L’idée d’obligation de travaux n’a pas toujours été accueillie favorablement par tous les acteurs concernés, comme l’ont montré les conclusions du rapport sur le sujet, rendu fin 2013 par le groupe de travail du Plan bâtiment durable qui n’a pas pris position sur une obligation généralisée de travaux.

Interrogée par le Moniteur.fr, la FFB reste prudente et estime que pour être viable, le dispositif proposé doit respecter deux exigences : « offrir un environnement sécurisé pour les entreprises mais aussi pour les clients et être financièrement supportable pour les ménages, ce qui impose la prise en compte du montant de la dépense pour ne pas faire rimer ce décret avec une quelconque vision punitive ». Et ce sont bien les points du temps de retour sur investissement inférieur à 10 ans et du surcoût de l’opération qui interpellent.

La FFB considère en effet que le retour sur investissement calibrée à 10 ans maximum peut « paraître approprié en première analyse, à condition que les parties ne puissent pas polémiquer sur la méthode ». Pour cela, « certains éléments doivent être précisés :

- le prix de l’énergie pris en compte, ce qui n’est pas simple. S’agit-il de l’énergie utilisée par le client ? Un panier de références ? ;

- le calibrage des économies associées au calcul du temps de retour : s’il ne peut s’agir que d’une estimation conventionnelle, comment est-il envisagé de communiquer auprès des ménages afin d'éviter les malentendus et les contentieux ?

- l’évaluation du surcoût : s’agissant d’une estimation par l’entreprise, quelle sera le formalisme à respecter par l’entreprise pour pouvoir attester de la validation de ce montant par le client ?

- la méthode de calcul, qui a priori exclut toute actualisation et toute prise en compte de la dérive monétaire ».

Quant au surcoût amorti en dix ans, la fédération estime « qu’il représente un effort immédiat conséquent, trop conséquent pour bien des ménages » et qu’il pourrait même « se révéler rédhibitoire pour le porte-monnaie d’un ménage même après prise en compte des aides financières publiques, sauf à être en capacité de lui fournir un tiers financement.

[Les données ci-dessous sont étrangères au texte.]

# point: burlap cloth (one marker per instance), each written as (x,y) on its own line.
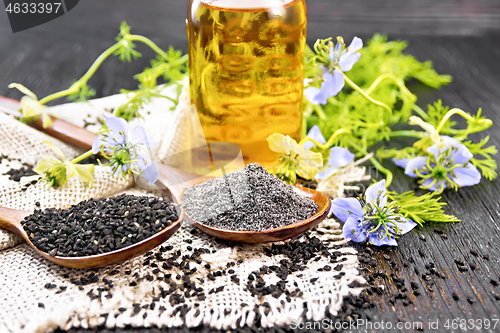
(27,306)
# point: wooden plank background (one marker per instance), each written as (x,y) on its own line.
(462,38)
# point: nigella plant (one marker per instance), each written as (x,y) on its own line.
(372,217)
(447,165)
(124,148)
(338,60)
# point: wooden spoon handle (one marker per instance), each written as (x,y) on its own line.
(67,132)
(10,219)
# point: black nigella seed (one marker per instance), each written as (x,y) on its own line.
(253,190)
(98,226)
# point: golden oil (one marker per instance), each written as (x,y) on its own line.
(246,67)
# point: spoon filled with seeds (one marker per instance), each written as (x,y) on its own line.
(253,206)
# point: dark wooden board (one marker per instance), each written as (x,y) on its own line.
(462,38)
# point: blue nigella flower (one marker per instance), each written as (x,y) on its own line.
(123,148)
(339,157)
(448,165)
(341,60)
(372,218)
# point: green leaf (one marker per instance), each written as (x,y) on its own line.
(82,95)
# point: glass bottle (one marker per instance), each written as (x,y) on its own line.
(246,68)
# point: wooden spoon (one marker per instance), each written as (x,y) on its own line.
(11,220)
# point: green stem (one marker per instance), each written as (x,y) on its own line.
(83,80)
(411,134)
(398,81)
(82,157)
(319,111)
(365,95)
(97,63)
(375,163)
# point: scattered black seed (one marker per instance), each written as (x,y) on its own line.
(98,226)
(256,200)
(25,171)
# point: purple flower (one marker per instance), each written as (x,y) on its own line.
(372,218)
(341,60)
(124,149)
(448,165)
(339,157)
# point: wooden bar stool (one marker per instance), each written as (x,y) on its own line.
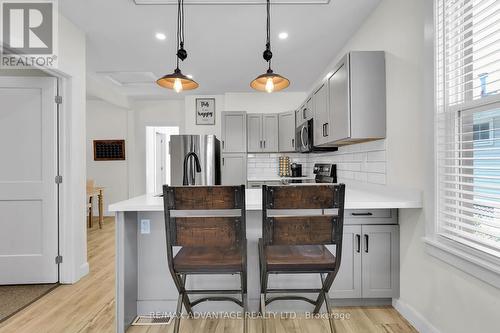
(208,223)
(297,223)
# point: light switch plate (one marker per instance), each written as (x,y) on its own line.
(145,227)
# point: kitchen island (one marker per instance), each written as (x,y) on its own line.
(144,284)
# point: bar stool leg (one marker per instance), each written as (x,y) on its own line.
(326,288)
(178,312)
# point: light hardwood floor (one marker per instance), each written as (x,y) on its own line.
(88,306)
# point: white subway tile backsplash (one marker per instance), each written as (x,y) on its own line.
(376,178)
(363,162)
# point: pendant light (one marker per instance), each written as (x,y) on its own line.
(177,80)
(269,81)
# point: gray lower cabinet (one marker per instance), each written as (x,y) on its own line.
(380,261)
(234,132)
(347,283)
(370,256)
(234,169)
(287,131)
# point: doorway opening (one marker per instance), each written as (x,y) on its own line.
(158,157)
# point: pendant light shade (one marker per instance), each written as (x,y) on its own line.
(269,81)
(178,81)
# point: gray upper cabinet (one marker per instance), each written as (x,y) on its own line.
(254,133)
(321,115)
(270,133)
(304,113)
(233,132)
(262,133)
(234,169)
(287,131)
(357,99)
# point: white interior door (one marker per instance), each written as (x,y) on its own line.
(160,161)
(28,192)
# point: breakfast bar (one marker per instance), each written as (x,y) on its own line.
(144,284)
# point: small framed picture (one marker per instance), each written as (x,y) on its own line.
(205,111)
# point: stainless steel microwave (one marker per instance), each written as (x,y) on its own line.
(304,139)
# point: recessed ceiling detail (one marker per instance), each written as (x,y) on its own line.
(129,78)
(232,2)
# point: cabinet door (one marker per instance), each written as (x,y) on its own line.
(380,261)
(234,169)
(287,131)
(234,132)
(270,133)
(339,103)
(254,133)
(320,105)
(347,283)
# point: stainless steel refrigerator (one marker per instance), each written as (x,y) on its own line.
(194,160)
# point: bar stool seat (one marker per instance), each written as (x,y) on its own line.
(208,259)
(298,258)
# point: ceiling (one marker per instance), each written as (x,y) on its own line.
(224,41)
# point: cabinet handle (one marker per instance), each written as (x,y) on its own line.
(362,214)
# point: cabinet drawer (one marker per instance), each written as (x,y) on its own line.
(254,184)
(371,216)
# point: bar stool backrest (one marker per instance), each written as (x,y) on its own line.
(303,214)
(205,216)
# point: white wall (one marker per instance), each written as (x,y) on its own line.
(190,126)
(72,66)
(433,292)
(106,121)
(250,102)
(149,113)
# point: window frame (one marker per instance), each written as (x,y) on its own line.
(475,262)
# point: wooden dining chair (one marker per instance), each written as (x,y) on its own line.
(208,224)
(297,222)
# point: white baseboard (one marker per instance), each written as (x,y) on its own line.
(83,270)
(415,318)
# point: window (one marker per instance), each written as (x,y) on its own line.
(468,123)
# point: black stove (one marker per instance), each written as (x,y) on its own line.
(325,173)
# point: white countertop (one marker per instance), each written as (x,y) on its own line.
(275,178)
(357,197)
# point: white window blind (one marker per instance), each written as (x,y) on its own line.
(468,122)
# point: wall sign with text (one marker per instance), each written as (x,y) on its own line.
(205,111)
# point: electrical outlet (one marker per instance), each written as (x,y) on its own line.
(145,226)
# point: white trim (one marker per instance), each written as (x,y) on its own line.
(464,259)
(418,321)
(84,270)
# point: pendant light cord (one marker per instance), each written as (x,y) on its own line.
(268,30)
(180,27)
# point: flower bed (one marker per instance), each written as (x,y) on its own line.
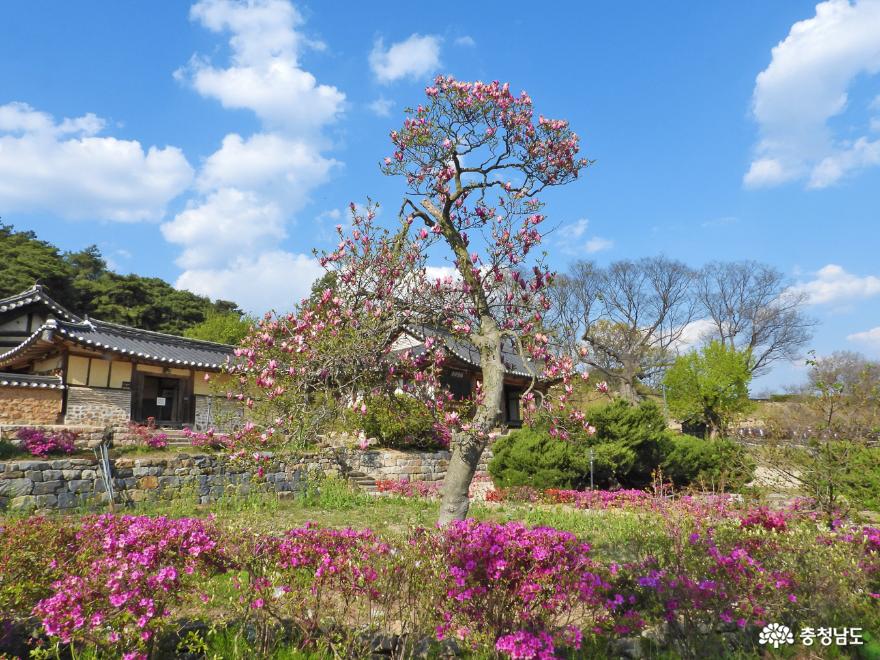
(119,583)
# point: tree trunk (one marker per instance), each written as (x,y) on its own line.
(467,447)
(628,382)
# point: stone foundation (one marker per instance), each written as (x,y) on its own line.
(66,483)
(21,404)
(215,412)
(97,406)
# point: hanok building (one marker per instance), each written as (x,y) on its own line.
(59,368)
(462,371)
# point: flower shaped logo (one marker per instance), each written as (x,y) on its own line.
(775,634)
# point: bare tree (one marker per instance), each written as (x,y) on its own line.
(631,314)
(753,307)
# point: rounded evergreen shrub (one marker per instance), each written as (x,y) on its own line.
(720,464)
(629,443)
(399,422)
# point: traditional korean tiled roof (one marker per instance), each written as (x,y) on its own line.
(106,337)
(144,344)
(36,294)
(467,352)
(30,381)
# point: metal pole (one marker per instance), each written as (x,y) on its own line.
(591,468)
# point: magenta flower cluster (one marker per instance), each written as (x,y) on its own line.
(118,582)
(524,584)
(131,570)
(407,488)
(42,443)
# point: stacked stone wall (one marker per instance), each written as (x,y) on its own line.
(66,483)
(24,404)
(216,412)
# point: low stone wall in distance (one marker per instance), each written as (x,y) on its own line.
(66,483)
(86,436)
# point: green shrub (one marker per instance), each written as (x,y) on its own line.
(629,443)
(720,464)
(640,429)
(399,421)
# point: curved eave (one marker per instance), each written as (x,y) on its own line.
(10,381)
(12,353)
(139,356)
(35,296)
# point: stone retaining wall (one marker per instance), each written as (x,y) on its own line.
(24,404)
(66,483)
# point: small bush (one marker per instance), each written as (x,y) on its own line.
(629,444)
(720,464)
(400,422)
(42,444)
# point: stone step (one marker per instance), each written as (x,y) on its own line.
(362,482)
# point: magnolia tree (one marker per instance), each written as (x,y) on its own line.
(474,159)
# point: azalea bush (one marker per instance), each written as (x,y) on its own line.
(46,443)
(148,435)
(512,587)
(127,574)
(210,439)
(407,488)
(702,586)
(400,421)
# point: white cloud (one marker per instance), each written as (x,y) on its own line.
(381,107)
(598,244)
(573,231)
(66,169)
(264,74)
(569,239)
(272,280)
(251,186)
(415,57)
(869,337)
(804,86)
(442,272)
(832,284)
(227,223)
(285,169)
(863,153)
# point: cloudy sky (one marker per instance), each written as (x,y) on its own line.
(216,144)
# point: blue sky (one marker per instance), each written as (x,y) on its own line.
(216,144)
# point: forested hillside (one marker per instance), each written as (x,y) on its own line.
(82,282)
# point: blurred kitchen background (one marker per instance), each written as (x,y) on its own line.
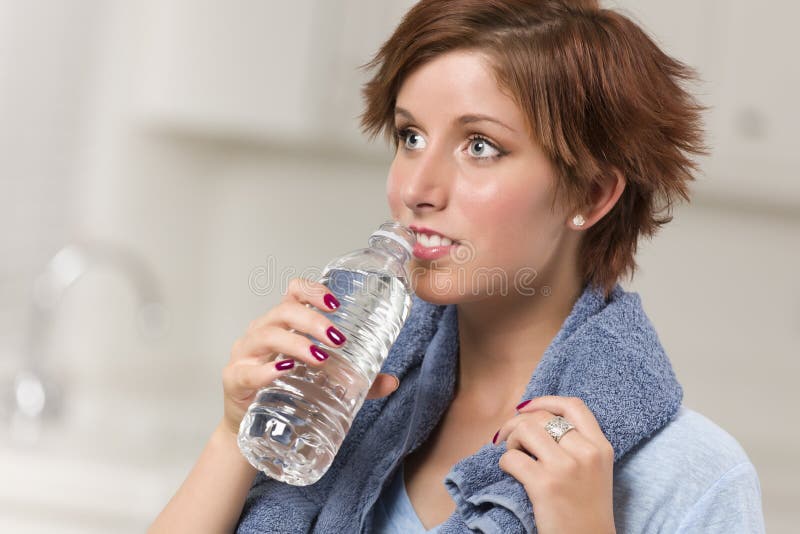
(166,166)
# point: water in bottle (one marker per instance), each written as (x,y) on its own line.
(295,426)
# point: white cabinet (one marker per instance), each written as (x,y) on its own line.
(745,54)
(281,73)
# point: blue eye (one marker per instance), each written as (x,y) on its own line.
(482,148)
(411,140)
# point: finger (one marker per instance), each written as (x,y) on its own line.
(263,345)
(573,410)
(520,466)
(385,384)
(529,435)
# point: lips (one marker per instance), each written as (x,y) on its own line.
(421,230)
(431,244)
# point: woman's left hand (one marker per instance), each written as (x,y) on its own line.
(569,483)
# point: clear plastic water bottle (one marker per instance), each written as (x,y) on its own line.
(295,426)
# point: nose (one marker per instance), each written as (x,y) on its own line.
(426,181)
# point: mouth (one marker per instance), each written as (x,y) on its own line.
(431,245)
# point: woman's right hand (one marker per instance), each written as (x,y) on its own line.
(251,366)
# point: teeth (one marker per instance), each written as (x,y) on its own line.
(433,241)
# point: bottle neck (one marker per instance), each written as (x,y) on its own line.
(392,247)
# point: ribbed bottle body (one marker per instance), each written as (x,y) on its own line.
(295,426)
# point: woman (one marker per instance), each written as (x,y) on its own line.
(542,138)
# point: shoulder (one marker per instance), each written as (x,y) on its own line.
(690,476)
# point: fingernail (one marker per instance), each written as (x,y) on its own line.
(284,364)
(318,353)
(335,336)
(331,301)
(521,404)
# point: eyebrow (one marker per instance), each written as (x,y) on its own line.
(464,119)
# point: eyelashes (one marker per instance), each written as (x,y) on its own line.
(402,134)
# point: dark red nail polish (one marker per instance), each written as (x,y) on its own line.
(318,353)
(521,404)
(331,301)
(335,336)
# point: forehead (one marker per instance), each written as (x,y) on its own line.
(457,83)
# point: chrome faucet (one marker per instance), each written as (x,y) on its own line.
(35,395)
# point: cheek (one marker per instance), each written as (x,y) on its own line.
(393,197)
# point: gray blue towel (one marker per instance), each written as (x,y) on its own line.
(606,352)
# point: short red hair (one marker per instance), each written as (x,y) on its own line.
(598,95)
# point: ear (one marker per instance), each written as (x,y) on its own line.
(605,194)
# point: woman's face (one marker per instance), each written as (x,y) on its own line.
(467,168)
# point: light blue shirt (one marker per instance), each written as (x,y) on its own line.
(690,477)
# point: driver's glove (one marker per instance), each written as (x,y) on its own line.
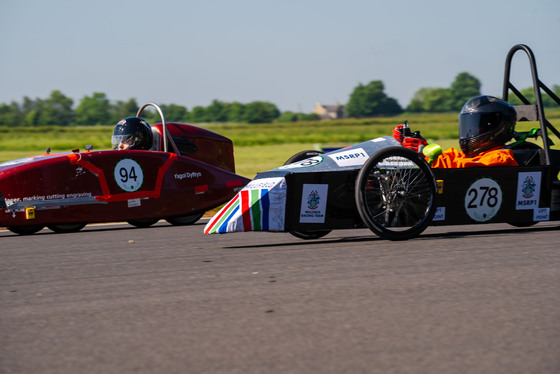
(416,144)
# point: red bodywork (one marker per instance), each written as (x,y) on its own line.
(111,185)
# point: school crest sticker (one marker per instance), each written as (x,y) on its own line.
(528,190)
(313,203)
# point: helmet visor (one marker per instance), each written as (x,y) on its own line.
(474,124)
(122,141)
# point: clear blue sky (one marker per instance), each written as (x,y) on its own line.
(291,53)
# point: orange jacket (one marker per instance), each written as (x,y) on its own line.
(452,158)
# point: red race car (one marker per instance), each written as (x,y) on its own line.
(182,173)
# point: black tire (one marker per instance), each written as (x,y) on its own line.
(66,227)
(143,223)
(25,230)
(396,193)
(185,220)
(306,235)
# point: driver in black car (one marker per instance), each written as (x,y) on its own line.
(132,133)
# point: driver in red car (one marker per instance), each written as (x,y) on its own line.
(132,133)
(486,124)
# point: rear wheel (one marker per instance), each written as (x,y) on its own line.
(25,230)
(395,193)
(185,220)
(67,227)
(307,235)
(143,223)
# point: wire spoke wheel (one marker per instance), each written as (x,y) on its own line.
(395,193)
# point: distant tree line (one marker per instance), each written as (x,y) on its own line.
(367,100)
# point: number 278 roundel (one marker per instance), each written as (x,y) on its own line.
(128,175)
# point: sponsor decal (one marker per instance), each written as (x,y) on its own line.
(528,190)
(541,214)
(55,196)
(133,203)
(483,199)
(188,175)
(351,157)
(313,203)
(128,175)
(440,214)
(312,161)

Le calibrage du seuil de disproportion ne doit pas constituer un frein pour les travaux de bâtiment dans un secteur déjà en difficulté ». Raison pour laquelle la FFB souhaite que la règle du temps de retour sur dix ans soit complétée par une règle relative au surcoût. Elle propose que «  l’obligation de travaux s’applique si le temps de retour est inférieur à dix ans et si le surcoût ne dépasse pas 20% du coût global de l’opération. Dans le cas de surcoût supérieur à 20%, l’obligation de travaux ne s’applique que si le temps de retour est inférieur ou égal à cinq ans ». Par contre, elle n’est pas favorable à la mise en place d’un plafond pour le surcoût, du type « aucune obligation par exemple ne s’applique si le surcoût est supérieur à 100% ». Cela entraînant une trop grande complexité.

Pour le bureau d’études Pouget Consultants, cette obligation d’embarquer la performance énergétique va dans le bons sens. « Très bonne nouvelle que d’embarquer la performance! Nous sommes convaincus que la massification passera par ce vecteur entre autres », affirme Charles Arquin, responsable du pôle construction et rénovation au cabinet d’études. Le thermicien ne peut que se réjouir de ce futur décret, lui qui en 2011 a co-écrit en 2011 le « guide ABC – Amélioration thermique des bâtiments collectifs » dont l’objectif était déjà d’embarquer la réhabilitation énergétique avec la revalorisation ou requalification globale du bâtiment. « Cet embarquement est aussi valable pour d’autres éléments constitutifs d’un bâtiment », rajoute-t-il, estimant que l’on peut aller plus loin. Quant au niveau exigé, le projet de texte fait référence à la RT Existant actuelle, « une autre bonne nouvelle car cela suppose que ses exigences vont être réactualisées d’ici la date d’application du décret en janvier 2017 » se réjouit Charles Arquin. Une révision d’un texte obsolète demandée par nombre de professionnels.